The mid-July deadline was extended when federal government lawyers argued that current Cannabis laws and regulations should stay in place until Ontario's highest court could hear the appeal, which took place over the 7th and 8 May 2012. In granting the deadline extension, the Court of Appeal noted that "The practical effect of the decision if the suspension were permitted to expire on 14 July would be to legalize Cannabis production in Ontario, if not across Canada." The decision released February 1, 2013 states that the Ontario's Appeals Court has upheld current Cannabis laws in Canada, overturning the decision made by the lower court judge in 2011. In the decision, the appeals court ruled that the lower court judge had made several errors in striking down Canada's Cannabis laws, citing an absence of a constitutional right to use medical Cannabis. The court also stated that Mernagh failed to provide evidence from a doctor that he met the criteria for the use of medical marijuana. The decision was met with criticism and disappointment from many in Canada, including the Canadian HIV/AIDS Legal Network. After the ruling, they restated Mernagh's (and many other medical marijuana users in Canada) issue with the current Cannabis rules: "Allowing the current regulations to stand unchanged will leave many people with serious health conditions without effective access to legal authorization to use Cannabis as medicine."

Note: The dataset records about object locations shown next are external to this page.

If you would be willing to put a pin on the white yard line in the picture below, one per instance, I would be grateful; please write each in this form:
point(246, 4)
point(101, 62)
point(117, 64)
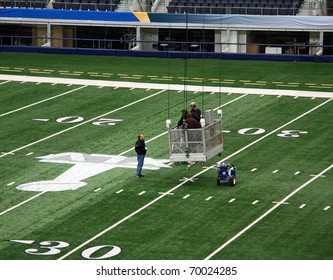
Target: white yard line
point(82, 123)
point(152, 139)
point(266, 213)
point(260, 91)
point(42, 101)
point(172, 190)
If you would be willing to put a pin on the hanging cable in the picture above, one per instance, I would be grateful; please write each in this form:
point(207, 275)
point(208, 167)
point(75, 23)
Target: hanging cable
point(202, 120)
point(168, 120)
point(219, 111)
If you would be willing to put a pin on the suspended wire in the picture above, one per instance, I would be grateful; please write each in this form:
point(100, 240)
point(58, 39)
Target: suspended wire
point(220, 60)
point(186, 55)
point(203, 63)
point(169, 74)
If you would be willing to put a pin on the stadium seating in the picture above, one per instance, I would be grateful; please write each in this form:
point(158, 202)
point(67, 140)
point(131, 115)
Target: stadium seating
point(90, 5)
point(24, 4)
point(254, 7)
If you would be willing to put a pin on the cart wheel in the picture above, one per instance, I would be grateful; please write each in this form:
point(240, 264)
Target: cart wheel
point(232, 181)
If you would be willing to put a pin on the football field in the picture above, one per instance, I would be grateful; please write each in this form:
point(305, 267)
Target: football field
point(68, 189)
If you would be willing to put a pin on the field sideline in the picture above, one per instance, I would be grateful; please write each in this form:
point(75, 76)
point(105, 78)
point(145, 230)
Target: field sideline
point(280, 140)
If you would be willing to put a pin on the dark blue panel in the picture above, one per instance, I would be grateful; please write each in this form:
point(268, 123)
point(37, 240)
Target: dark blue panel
point(68, 15)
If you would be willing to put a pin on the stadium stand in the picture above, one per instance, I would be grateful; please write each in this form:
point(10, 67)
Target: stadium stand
point(252, 7)
point(89, 5)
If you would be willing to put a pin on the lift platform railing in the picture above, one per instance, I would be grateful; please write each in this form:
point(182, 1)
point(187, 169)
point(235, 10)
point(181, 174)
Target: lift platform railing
point(199, 144)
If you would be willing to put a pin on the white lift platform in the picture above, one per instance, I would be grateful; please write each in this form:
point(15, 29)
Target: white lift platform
point(200, 144)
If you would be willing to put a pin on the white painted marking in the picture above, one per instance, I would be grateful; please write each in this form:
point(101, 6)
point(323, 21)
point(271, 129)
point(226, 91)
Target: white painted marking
point(4, 82)
point(23, 241)
point(265, 214)
point(166, 193)
point(202, 172)
point(42, 101)
point(85, 122)
point(314, 175)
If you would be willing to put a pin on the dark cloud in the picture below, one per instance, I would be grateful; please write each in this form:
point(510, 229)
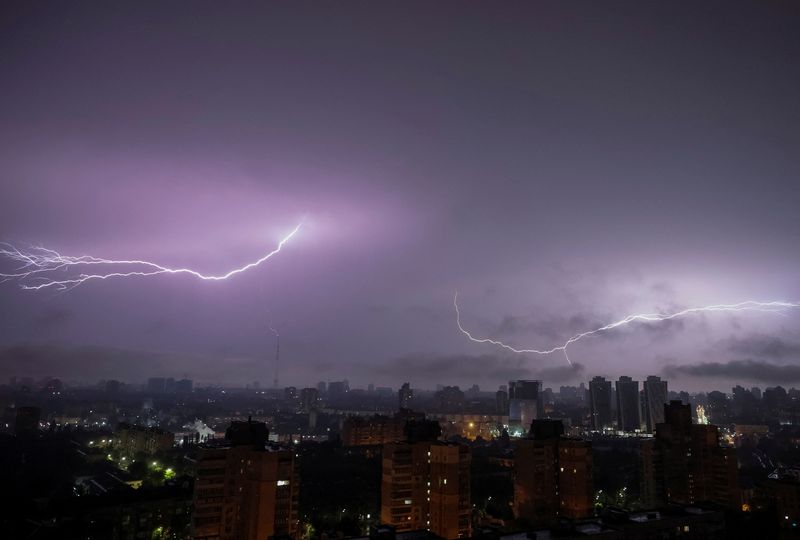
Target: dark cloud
point(561, 374)
point(466, 369)
point(761, 346)
point(89, 363)
point(51, 318)
point(744, 370)
point(553, 328)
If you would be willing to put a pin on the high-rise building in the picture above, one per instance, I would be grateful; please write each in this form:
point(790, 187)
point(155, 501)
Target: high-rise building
point(450, 399)
point(600, 403)
point(404, 396)
point(524, 403)
point(501, 402)
point(156, 385)
point(552, 475)
point(655, 397)
point(686, 464)
point(290, 393)
point(628, 406)
point(245, 488)
point(27, 420)
point(426, 484)
point(135, 439)
point(337, 389)
point(309, 399)
point(377, 429)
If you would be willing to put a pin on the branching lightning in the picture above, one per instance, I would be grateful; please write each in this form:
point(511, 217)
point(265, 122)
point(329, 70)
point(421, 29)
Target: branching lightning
point(749, 305)
point(38, 266)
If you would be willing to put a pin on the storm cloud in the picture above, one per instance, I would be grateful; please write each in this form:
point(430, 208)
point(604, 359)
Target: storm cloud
point(738, 370)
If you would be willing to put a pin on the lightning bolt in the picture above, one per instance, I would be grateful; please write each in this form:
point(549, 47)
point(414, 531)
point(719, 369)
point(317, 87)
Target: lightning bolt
point(38, 264)
point(749, 305)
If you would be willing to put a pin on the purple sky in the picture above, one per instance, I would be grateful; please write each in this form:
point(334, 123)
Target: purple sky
point(561, 165)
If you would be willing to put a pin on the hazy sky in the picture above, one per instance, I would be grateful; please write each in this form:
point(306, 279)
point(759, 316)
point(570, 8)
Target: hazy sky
point(561, 165)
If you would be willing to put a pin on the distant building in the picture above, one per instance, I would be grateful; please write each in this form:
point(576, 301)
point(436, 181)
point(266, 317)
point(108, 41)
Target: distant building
point(377, 429)
point(27, 420)
point(782, 490)
point(552, 475)
point(338, 389)
point(185, 386)
point(600, 403)
point(309, 399)
point(524, 403)
point(655, 397)
point(450, 399)
point(113, 387)
point(246, 488)
point(685, 463)
point(157, 385)
point(426, 485)
point(501, 402)
point(135, 439)
point(628, 405)
point(404, 396)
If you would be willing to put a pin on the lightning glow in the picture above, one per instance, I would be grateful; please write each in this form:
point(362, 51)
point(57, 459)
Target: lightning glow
point(776, 306)
point(38, 266)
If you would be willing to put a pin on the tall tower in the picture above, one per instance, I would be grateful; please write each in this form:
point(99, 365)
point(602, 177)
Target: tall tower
point(277, 358)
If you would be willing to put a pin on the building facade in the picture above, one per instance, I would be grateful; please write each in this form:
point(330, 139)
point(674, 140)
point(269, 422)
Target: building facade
point(628, 405)
point(426, 485)
point(245, 488)
point(552, 475)
point(655, 397)
point(685, 463)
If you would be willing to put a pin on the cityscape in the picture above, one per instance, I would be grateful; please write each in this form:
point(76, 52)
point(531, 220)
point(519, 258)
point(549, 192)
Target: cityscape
point(623, 458)
point(399, 271)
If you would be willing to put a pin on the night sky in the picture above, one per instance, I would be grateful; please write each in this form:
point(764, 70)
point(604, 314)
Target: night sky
point(561, 165)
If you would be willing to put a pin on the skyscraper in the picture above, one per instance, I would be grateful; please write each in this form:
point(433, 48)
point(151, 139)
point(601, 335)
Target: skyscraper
point(524, 403)
point(552, 475)
point(686, 464)
point(309, 399)
point(404, 396)
point(655, 397)
point(245, 488)
point(600, 403)
point(425, 483)
point(628, 405)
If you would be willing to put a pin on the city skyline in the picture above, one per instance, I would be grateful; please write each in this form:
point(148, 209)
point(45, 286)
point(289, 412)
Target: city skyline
point(560, 174)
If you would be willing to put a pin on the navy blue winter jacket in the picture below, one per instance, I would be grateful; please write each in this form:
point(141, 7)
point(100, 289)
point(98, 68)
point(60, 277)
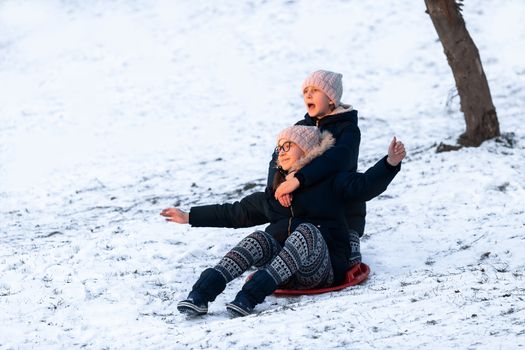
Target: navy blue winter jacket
point(321, 204)
point(342, 157)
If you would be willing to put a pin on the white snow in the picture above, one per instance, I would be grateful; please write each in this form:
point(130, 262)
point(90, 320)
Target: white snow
point(112, 111)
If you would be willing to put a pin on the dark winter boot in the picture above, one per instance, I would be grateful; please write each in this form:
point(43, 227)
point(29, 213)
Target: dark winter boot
point(355, 251)
point(208, 286)
point(253, 292)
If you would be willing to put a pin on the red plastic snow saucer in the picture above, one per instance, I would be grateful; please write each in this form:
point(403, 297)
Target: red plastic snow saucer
point(354, 276)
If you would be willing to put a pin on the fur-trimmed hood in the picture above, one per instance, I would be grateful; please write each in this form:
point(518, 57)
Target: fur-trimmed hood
point(327, 141)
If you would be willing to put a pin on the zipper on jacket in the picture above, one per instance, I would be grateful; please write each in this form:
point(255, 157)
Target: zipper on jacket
point(290, 221)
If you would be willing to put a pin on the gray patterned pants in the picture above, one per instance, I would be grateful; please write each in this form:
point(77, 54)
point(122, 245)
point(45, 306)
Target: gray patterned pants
point(303, 262)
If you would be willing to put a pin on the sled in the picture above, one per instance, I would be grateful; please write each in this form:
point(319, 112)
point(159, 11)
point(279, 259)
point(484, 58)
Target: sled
point(354, 276)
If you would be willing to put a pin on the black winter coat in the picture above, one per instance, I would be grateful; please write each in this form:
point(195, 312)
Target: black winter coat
point(342, 157)
point(321, 204)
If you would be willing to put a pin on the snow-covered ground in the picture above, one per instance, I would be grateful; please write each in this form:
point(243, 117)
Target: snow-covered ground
point(111, 111)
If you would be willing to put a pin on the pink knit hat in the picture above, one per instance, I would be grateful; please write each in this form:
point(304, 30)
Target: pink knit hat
point(306, 137)
point(328, 82)
point(309, 139)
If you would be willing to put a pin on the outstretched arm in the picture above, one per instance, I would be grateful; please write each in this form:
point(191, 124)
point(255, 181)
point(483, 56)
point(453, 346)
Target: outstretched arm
point(359, 186)
point(247, 212)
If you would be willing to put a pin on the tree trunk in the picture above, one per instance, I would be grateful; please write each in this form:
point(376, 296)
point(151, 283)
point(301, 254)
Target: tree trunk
point(471, 82)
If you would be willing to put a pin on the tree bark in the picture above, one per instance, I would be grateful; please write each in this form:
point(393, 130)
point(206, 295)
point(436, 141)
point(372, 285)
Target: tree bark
point(463, 57)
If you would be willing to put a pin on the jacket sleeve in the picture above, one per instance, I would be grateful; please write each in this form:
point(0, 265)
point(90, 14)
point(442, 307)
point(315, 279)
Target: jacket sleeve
point(365, 186)
point(247, 212)
point(341, 157)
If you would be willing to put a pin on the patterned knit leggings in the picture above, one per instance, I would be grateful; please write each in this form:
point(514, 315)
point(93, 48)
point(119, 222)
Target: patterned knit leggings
point(303, 262)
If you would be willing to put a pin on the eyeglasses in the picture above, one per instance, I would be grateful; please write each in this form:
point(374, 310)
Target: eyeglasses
point(285, 147)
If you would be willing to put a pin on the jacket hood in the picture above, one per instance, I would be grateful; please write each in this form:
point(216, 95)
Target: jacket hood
point(341, 112)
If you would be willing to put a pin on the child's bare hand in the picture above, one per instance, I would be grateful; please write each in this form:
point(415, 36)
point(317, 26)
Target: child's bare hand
point(176, 215)
point(396, 152)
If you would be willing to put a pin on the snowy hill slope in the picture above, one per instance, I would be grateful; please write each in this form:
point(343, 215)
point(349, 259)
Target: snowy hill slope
point(111, 111)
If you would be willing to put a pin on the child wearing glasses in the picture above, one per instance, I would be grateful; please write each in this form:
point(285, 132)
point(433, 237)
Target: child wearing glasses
point(306, 245)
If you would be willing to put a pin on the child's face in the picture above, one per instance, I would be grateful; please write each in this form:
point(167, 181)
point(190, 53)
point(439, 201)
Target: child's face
point(289, 153)
point(317, 103)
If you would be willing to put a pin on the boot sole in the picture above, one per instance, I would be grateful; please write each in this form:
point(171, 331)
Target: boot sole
point(190, 309)
point(236, 311)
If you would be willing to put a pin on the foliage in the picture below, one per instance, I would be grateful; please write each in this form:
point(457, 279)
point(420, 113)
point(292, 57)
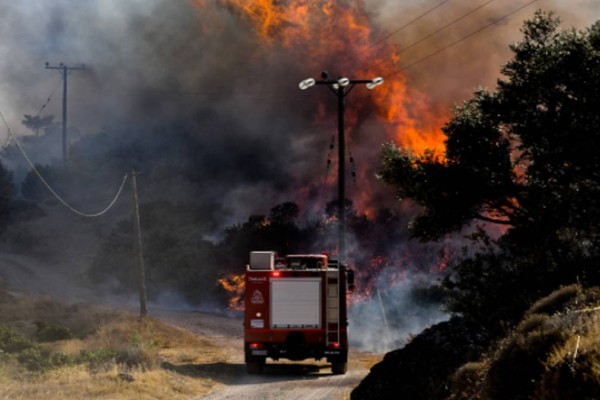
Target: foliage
point(12, 341)
point(48, 332)
point(523, 157)
point(551, 354)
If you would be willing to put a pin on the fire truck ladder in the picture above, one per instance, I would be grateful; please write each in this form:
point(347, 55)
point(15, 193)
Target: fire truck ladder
point(332, 323)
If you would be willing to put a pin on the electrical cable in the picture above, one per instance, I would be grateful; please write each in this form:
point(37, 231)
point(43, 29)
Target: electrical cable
point(386, 37)
point(49, 187)
point(49, 98)
point(403, 49)
point(463, 38)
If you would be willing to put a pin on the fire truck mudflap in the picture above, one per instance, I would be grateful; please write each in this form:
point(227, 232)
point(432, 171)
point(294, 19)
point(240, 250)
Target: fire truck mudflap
point(295, 308)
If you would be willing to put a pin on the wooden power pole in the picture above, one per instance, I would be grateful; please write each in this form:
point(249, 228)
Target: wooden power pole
point(64, 71)
point(139, 247)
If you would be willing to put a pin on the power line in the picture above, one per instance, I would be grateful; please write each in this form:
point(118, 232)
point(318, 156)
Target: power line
point(48, 100)
point(463, 38)
point(49, 187)
point(438, 30)
point(386, 37)
point(64, 71)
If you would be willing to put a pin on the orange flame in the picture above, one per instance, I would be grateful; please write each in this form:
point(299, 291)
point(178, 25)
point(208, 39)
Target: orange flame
point(340, 32)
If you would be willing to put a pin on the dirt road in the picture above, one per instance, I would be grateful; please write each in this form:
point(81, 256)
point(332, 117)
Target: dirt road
point(280, 380)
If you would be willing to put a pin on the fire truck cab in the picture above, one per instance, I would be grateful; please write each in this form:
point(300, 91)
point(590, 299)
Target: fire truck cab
point(295, 308)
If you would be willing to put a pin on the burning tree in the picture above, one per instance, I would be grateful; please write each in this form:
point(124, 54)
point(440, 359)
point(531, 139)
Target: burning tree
point(523, 157)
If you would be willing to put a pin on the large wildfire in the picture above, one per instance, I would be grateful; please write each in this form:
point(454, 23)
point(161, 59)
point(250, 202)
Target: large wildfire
point(340, 34)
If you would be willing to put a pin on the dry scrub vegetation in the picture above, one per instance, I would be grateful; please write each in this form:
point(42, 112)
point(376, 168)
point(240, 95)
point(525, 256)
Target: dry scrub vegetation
point(52, 350)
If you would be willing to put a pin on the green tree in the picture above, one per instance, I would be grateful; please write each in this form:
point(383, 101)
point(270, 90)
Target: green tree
point(524, 156)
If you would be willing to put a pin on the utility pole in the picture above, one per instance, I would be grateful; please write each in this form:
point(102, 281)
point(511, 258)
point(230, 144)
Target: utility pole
point(139, 247)
point(341, 87)
point(64, 71)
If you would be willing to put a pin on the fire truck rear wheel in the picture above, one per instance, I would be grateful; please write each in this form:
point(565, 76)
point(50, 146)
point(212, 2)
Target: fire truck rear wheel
point(254, 367)
point(339, 368)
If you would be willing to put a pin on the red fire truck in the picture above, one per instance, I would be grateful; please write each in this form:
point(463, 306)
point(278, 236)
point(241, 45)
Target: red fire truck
point(295, 308)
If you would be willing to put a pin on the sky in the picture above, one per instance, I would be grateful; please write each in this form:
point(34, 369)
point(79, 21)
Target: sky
point(207, 65)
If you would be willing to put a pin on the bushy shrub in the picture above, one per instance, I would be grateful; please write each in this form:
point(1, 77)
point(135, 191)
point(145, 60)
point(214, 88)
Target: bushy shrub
point(47, 332)
point(13, 342)
point(34, 359)
point(97, 360)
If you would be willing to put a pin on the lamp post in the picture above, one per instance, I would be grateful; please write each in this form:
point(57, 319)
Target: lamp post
point(341, 87)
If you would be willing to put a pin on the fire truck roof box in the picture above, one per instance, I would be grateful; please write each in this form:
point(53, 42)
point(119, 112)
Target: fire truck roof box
point(262, 260)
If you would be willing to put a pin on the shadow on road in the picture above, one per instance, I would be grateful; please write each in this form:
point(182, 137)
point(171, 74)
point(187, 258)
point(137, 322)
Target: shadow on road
point(230, 373)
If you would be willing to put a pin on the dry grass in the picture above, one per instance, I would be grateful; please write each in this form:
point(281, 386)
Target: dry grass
point(553, 354)
point(142, 346)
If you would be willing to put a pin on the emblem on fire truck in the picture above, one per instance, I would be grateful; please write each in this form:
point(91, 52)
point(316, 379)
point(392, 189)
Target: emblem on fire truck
point(257, 297)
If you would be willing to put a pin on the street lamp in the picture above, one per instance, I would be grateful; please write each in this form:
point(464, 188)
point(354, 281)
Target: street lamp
point(341, 87)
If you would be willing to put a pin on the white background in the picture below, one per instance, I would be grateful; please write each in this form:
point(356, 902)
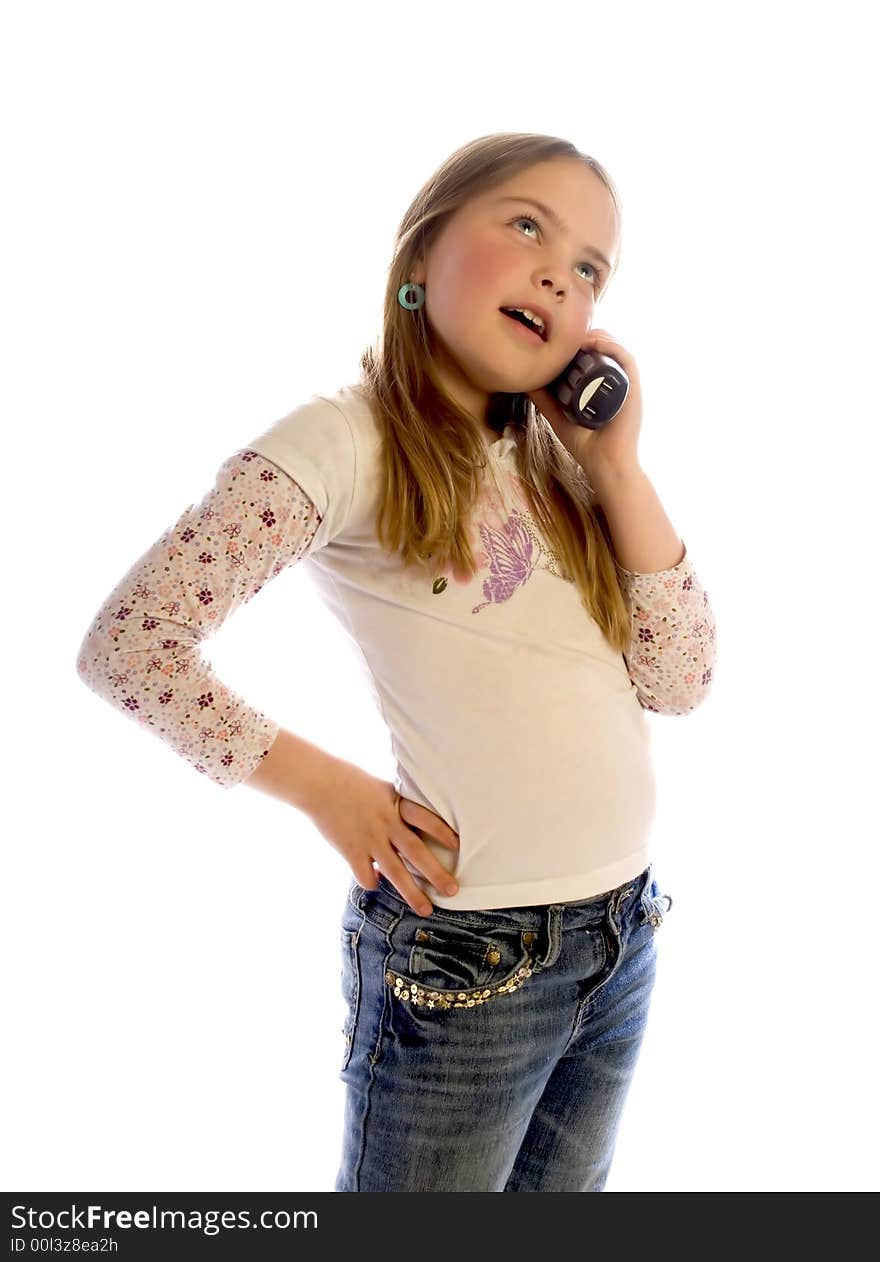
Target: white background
point(200, 210)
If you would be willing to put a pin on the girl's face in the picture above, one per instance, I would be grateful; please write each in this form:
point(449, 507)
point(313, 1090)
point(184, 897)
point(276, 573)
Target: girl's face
point(500, 250)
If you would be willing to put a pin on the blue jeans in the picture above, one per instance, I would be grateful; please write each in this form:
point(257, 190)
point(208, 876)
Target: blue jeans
point(491, 1050)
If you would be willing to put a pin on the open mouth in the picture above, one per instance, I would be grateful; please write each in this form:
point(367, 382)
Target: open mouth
point(524, 323)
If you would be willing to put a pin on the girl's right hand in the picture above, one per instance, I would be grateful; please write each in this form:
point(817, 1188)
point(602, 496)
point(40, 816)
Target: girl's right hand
point(362, 818)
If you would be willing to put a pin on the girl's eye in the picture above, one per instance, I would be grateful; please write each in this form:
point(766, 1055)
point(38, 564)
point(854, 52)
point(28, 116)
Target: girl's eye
point(530, 218)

2015: R v. Smith (Supreme Court of Canada)
The Supreme Court ruled in this case that the restriction to dried marijuana under the MMAR and the MMPR were unconstitutional.
2016: Allard et al v. Regina
Injunctive relief granted by Judge Manson to those previously licensed under MMAR within certain dates. MMPR declared unconstitutional by BC Superior Court, declaration suspended for 6 months to allow government time to respond to ruling and reincorporate personal production. Importantly references Morgentaler and Smith and stated the criminal sanction on helping people access medical Cannabis has to be removed. The government did not challenge the Allard decision but it has yet to remove the criminal sanctions for helping people access medical Cannabis outside of the LP system.